In a regular triangular pyramid, the side of the base is 12 dm, and the height of the pyramid is 10
In a regular triangular pyramid, the side of the base is 12 dm, and the height of the pyramid is 10 dm. Find the volume of the pyramid.
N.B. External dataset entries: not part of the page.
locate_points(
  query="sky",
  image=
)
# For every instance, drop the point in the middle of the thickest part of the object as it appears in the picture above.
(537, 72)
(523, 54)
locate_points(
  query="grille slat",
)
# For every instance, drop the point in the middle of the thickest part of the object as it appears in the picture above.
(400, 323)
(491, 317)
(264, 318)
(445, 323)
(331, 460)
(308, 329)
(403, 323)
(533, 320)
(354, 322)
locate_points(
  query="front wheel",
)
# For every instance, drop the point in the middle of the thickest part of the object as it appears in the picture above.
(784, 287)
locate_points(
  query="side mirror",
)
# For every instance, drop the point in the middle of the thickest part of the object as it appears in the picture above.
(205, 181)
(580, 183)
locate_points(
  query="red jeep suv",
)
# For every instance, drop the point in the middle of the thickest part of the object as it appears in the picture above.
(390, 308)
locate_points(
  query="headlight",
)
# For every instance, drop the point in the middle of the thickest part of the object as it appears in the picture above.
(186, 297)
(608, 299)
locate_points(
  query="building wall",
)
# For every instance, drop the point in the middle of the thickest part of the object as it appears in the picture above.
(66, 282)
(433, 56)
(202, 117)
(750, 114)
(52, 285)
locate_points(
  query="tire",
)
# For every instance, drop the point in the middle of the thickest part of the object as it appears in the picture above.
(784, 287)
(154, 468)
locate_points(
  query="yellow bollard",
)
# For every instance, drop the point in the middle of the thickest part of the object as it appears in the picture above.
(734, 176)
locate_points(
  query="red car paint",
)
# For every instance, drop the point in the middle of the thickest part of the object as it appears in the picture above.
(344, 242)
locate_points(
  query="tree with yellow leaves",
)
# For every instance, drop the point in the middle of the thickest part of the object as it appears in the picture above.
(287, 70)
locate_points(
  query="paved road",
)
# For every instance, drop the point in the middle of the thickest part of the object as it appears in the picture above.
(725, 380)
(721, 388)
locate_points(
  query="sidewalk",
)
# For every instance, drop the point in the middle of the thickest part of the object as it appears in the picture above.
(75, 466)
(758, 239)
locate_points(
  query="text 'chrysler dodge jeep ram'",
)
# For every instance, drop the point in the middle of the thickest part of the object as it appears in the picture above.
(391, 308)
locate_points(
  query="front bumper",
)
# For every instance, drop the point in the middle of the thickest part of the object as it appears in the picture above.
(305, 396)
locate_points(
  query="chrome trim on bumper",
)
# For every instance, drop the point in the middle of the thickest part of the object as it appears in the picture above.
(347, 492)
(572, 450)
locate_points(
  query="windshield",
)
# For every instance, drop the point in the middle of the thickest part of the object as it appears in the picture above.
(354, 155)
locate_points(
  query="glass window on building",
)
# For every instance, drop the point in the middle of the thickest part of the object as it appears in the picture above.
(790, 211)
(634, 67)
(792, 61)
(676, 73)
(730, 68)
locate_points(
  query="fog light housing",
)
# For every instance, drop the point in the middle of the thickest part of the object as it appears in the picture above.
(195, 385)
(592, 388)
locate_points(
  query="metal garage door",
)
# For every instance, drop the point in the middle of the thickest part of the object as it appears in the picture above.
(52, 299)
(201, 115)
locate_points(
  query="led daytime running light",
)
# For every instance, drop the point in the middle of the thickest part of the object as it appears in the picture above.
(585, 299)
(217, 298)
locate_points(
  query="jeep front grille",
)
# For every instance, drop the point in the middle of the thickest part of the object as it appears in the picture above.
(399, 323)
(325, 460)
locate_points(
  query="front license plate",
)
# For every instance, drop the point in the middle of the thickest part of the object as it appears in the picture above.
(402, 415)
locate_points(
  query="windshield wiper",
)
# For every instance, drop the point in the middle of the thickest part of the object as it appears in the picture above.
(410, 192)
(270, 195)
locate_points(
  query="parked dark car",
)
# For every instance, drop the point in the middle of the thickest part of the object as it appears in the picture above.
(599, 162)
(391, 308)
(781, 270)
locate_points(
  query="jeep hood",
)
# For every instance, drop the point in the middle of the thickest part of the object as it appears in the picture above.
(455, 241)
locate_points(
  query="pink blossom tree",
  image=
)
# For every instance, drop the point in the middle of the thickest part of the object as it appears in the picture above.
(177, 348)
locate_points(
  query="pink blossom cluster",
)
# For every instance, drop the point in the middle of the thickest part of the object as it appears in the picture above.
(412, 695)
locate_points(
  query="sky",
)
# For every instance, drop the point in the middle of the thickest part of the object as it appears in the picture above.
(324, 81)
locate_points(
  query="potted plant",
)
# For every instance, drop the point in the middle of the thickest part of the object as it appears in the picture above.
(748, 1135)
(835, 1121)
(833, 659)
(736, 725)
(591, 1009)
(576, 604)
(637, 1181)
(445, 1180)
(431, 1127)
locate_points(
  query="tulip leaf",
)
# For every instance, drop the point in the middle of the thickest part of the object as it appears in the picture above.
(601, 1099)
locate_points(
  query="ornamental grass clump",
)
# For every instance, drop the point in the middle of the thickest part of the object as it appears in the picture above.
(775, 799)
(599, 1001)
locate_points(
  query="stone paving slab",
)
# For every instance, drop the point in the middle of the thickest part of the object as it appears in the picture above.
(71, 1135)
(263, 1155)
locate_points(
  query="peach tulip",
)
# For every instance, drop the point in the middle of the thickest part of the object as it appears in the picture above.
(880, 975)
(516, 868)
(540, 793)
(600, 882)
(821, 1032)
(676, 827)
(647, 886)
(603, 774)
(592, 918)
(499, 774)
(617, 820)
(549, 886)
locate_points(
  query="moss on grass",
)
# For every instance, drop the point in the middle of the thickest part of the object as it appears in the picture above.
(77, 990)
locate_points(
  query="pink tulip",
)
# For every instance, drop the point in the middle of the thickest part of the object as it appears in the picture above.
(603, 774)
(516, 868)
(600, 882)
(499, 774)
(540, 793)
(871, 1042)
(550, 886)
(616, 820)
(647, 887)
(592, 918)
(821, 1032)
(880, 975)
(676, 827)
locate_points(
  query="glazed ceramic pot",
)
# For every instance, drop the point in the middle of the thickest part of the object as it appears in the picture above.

Write down the formula for the lateral surface.
Knowing the side of the base of the equilateral triangle ABC, we calculate the area of the base of the prism.
Sbasn = AB ^ 2 * √3 / 4 = 144 * √3 / 4 = 36 * √3 dm2.
Then the volume of the pyramid is equal to: Vpir = Sosn * DO / 3 = 36 * √3 * 10/3 = 120 * √3 dm3.
In an equilateral triangle ABC, we calculate the height of CH.
CH = AB * √3 / 2 = 12 * √3 / 2 = 6 * √3 dm. Then, by the property of the medians, OH = CH / 3 = 6 * √3 / 3 = 2 * √3 dm.
In a right-angled triangle DOH, according to the Pythagorean theorem, DH ^ 2 = OH ^ 2 + DO ^ 2 = 12 + 100 = 112.
DН = 4 * √7 dm.
Then Sbok = 3 * Savd = 3 * AB * DH / 2 = 3 * 12 * 4 * √7 / 2 = 72 * √7 dm2.
Answer: The volume of the pyramid is 120 * √3 dm3, Side = 3 * AB * DH / 2 dm2.